A locomotive leaves a train station with the magnitude of its displacement along a straight track given by $s=(1.4 m/s^2)t^2$. Exactly $10$ s later, another locomotive on a parallel track passes the station with constant velocity. What minimum velocity must the second locomotive have so that it just catches the first locomotive without passing it? (Hint: Plot displacement versus time for both locomotives assuming the station is at $s=0$.)

I then proceeded to plot the graph of the first locomotive, and then I pretty much got stuck. I know that since the second locomotive has a constant velocity, its equation would be something like: $$s_2=vt ,$$ since there is no acceleration.

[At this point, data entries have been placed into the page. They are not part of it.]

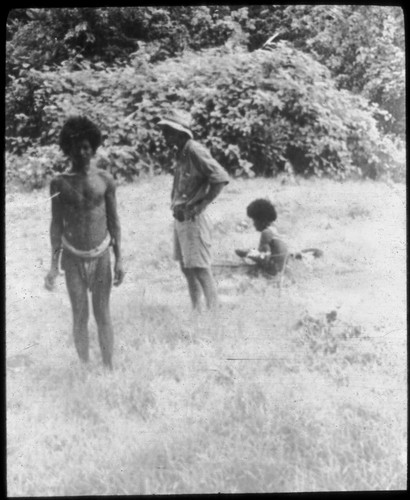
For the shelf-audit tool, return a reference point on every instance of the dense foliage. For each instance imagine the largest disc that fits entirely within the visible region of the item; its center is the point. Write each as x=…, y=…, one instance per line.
x=318, y=100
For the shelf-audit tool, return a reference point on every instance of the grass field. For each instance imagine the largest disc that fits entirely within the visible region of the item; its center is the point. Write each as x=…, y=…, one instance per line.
x=266, y=396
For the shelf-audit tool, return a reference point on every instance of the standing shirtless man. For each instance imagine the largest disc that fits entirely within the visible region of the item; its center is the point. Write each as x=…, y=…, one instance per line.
x=84, y=223
x=198, y=180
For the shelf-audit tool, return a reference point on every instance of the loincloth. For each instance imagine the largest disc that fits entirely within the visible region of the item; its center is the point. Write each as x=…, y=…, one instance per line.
x=87, y=263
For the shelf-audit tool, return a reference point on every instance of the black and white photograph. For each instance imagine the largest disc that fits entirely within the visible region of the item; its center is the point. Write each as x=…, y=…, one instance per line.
x=205, y=250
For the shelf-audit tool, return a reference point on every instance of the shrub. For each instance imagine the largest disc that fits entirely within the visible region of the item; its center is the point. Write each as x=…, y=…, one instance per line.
x=260, y=113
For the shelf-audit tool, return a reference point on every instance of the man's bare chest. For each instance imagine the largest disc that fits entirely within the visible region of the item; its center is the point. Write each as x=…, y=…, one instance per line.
x=82, y=193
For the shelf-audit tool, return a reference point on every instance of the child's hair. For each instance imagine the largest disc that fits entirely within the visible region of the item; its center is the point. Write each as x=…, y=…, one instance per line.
x=78, y=128
x=261, y=209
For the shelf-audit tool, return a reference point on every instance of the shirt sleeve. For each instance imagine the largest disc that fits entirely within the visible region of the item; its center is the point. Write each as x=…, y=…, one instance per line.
x=206, y=164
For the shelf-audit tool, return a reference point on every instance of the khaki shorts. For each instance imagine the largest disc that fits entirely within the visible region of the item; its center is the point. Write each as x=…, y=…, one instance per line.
x=192, y=242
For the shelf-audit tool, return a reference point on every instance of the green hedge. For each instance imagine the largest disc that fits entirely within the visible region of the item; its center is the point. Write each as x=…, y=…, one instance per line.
x=260, y=113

I am supposed to choose an arbitrary time at which these two should meet and then set these two equations equal? ($s$ and $s_2$) this would give me a value for $v$, but it seems completely arbitrary.

I would appreciate some help. Thanks in advance.

-

Write the two displacements. $s_1=1.4t^2$ and $s_2=v(t-10)$ and set them equal to each other. Since you have a quadratic equation in $t$, you know the conditions you must have to have a solution. In other words make sure the discriminant is positive, that should give you the answer.